This young girl went off, far, far, far away. She asks in a town if they know seven brothers who work together. They tell her “No.” She goes off to a mountain and asks there too, and they tell her in what house they live. She goes to this house, and sees that all the household work is to be done, and that there is nobody at home. She makes the beds, and cleans the whole house, and puts it in order. She prepares the dinner, and then hides herself in the dust-hole. Her brothers come home, and are astonished to see all the household work done and the dinner ready. They begin to look if there is anyone in the house, but they never think of looking in the dust-hole, and they go off again to their work. Before night this young girl does all the rest of the work, and had the supper ready against the return of her brothers, and hides herself again in the dust-hole. Her brothers are astonished, and again search the house, but find nothing.
They go to bed, and this young girl takes to sewing and sews a whole shirt. She gives it to her eldest brother, and in the same way she made a shirt every night, and took it to one of her brothers. They could not understand how that all happened. They always said that they would not go to sleep, but they fell asleep as soon as they were in bed. When the turn of the youngest came to have the shirt, he said to them, “Certainly I will not fall asleep.” After he is in bed the young girl goes and says to him, thinking that he is asleep:
“Your turn has come now at last, my dearly loved brother.”
And she begins to put the shirt on him on the bed, when her brother says to her:
“You are then my sister, you?”
And he kisses her. She tells him then how she had heard that she had brothers, and how she had wished to go to them to help them. The other brothers get up and rejoice, learning that it was their sister who had done all the household work.
The brothers forbad her ever to go to such a neighbour’s, whatever might happen. But one day, without thinking about it, when she was behindhand with her work, she went running to the house to ask for some fire,[94] in order to make the supper ready quicker. She was very well received; the woman offered to give her everything she wanted, but she said she was satisfied with a little fire. This woman was a witch, and gives her a parcel of herbs, telling her to put them as they were into the footbath—that they relieved the fatigue very much.[95] Every evening the seven brothers washed their feet at the same time in a large copper. She therefore put these herbs into the copper, and as soon as they had dipped their feet in they became six cows, and the seventh a Breton cow.[96] This poor girl was in such trouble as cannot be told. The poor cows all used to kiss their sister, but the young girl always loved much best the Breton one. Every day she took them to the field, and stopped with them to guard them.
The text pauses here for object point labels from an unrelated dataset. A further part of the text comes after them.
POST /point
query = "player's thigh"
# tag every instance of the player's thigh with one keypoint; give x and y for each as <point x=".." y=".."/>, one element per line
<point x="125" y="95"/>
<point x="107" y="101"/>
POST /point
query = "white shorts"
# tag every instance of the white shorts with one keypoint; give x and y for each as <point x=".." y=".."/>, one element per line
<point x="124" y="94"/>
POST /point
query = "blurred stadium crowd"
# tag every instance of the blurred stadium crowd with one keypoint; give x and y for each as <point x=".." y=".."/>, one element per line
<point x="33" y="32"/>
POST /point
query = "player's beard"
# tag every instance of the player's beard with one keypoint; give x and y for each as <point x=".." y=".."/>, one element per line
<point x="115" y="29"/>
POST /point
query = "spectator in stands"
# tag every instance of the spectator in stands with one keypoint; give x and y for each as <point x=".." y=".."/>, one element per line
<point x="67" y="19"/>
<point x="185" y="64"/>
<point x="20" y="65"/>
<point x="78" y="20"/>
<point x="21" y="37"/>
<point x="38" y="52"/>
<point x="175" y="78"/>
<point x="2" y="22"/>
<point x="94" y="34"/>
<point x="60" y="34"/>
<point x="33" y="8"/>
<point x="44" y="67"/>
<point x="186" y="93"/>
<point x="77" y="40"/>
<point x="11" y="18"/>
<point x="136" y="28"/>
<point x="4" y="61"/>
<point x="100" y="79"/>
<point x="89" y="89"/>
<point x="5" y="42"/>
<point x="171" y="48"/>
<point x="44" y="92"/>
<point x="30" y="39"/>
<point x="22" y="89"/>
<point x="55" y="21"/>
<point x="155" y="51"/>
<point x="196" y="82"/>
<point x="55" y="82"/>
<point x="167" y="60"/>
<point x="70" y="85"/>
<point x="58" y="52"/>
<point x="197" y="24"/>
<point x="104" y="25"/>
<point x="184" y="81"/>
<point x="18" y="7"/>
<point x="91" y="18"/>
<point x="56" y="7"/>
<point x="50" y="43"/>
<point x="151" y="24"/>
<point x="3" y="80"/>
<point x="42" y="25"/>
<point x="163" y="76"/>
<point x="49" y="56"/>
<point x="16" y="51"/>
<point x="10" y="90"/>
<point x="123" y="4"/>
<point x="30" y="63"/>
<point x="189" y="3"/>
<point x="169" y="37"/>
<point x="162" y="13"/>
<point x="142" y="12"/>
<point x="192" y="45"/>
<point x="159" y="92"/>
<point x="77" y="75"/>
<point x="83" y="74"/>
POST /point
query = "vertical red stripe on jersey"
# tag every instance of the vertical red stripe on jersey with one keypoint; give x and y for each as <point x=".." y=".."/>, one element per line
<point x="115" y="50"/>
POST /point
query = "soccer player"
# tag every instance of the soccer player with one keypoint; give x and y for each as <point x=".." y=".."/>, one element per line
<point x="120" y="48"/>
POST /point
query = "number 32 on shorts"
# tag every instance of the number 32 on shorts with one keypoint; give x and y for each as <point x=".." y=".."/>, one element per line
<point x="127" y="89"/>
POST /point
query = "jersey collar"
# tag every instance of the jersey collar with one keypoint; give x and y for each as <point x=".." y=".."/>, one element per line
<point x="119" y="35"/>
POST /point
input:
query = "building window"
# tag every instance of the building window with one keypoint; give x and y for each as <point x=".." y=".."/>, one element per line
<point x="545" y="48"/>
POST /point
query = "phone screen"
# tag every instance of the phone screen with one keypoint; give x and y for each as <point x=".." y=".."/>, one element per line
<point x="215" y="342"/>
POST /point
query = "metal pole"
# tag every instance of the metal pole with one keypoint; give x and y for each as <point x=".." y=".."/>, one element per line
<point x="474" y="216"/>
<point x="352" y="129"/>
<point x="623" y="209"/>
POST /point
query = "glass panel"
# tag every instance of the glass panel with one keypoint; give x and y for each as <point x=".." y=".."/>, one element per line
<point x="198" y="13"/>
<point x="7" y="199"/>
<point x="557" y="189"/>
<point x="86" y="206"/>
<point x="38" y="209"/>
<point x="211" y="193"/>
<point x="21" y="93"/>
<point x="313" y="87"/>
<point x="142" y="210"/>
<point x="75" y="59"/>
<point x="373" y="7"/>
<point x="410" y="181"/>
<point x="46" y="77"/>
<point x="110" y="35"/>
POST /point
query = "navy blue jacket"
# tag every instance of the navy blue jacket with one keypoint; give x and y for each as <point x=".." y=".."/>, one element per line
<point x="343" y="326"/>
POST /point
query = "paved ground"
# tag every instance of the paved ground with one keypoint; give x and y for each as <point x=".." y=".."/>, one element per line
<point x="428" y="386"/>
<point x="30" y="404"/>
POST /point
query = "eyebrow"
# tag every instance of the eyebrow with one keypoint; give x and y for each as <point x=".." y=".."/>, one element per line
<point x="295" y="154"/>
One day when she was there the son of a king passes by, and is quite astonished to see so beautiful a girl there. He speaks to her, and tells her that he wishes to marry her. The young girl says to him that she is very poor, and that that cannot be. The king says, “Yes, yes, yes, that makes no difference.”
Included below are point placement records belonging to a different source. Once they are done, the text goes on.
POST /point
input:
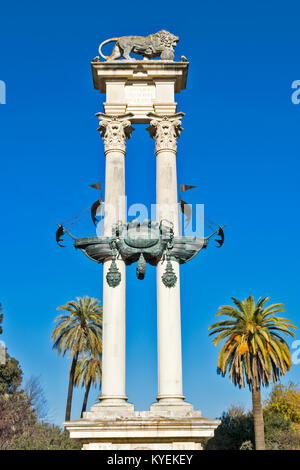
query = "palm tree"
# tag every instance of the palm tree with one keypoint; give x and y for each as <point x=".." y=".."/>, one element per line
<point x="88" y="372"/>
<point x="75" y="331"/>
<point x="254" y="350"/>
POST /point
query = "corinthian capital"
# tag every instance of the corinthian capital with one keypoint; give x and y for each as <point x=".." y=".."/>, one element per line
<point x="114" y="130"/>
<point x="165" y="130"/>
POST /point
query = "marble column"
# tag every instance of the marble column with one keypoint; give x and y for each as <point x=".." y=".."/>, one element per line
<point x="114" y="131"/>
<point x="165" y="130"/>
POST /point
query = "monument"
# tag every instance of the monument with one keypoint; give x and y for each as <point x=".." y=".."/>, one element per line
<point x="141" y="91"/>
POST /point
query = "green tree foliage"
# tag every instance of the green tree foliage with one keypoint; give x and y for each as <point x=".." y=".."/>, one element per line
<point x="236" y="428"/>
<point x="77" y="330"/>
<point x="10" y="375"/>
<point x="254" y="352"/>
<point x="16" y="415"/>
<point x="43" y="436"/>
<point x="285" y="400"/>
<point x="236" y="432"/>
<point x="19" y="410"/>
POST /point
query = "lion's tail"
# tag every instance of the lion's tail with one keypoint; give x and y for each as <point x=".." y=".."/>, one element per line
<point x="103" y="44"/>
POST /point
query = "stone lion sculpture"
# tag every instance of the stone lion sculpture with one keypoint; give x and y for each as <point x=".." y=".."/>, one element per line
<point x="160" y="44"/>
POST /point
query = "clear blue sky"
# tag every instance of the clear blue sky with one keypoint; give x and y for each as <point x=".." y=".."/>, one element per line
<point x="240" y="147"/>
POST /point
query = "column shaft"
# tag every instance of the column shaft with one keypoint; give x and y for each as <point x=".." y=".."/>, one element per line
<point x="165" y="131"/>
<point x="114" y="132"/>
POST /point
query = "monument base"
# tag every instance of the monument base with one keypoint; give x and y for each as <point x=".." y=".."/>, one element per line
<point x="161" y="428"/>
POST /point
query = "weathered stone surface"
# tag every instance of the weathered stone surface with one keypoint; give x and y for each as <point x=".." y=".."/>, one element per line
<point x="140" y="87"/>
<point x="143" y="430"/>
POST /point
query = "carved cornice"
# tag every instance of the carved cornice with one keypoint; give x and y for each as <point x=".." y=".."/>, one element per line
<point x="165" y="130"/>
<point x="114" y="130"/>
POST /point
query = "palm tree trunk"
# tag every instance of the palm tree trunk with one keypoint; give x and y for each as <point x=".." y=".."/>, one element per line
<point x="86" y="395"/>
<point x="71" y="385"/>
<point x="258" y="419"/>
The young girl makes as conditions that, if she marries him, he must never kill these cows, and especially this little Breton one.[97] The king promises it her, and they are married.
The princess takes these cows home with her; they were always well treated. The princess became pregnant, and was confined while the king was absent. The witch comes, and takes her out of her bed, and throws her down a precipice that there was in the king’s grounds, and the witch puts herself into the princess’ bed. When the king comes home, he finds her very much changed, and tells her that he would not have recognised her. The princess tells him that it was her sufferings that had made her thus, and, in order to cure her more quickly, he must have the Breton cow killed.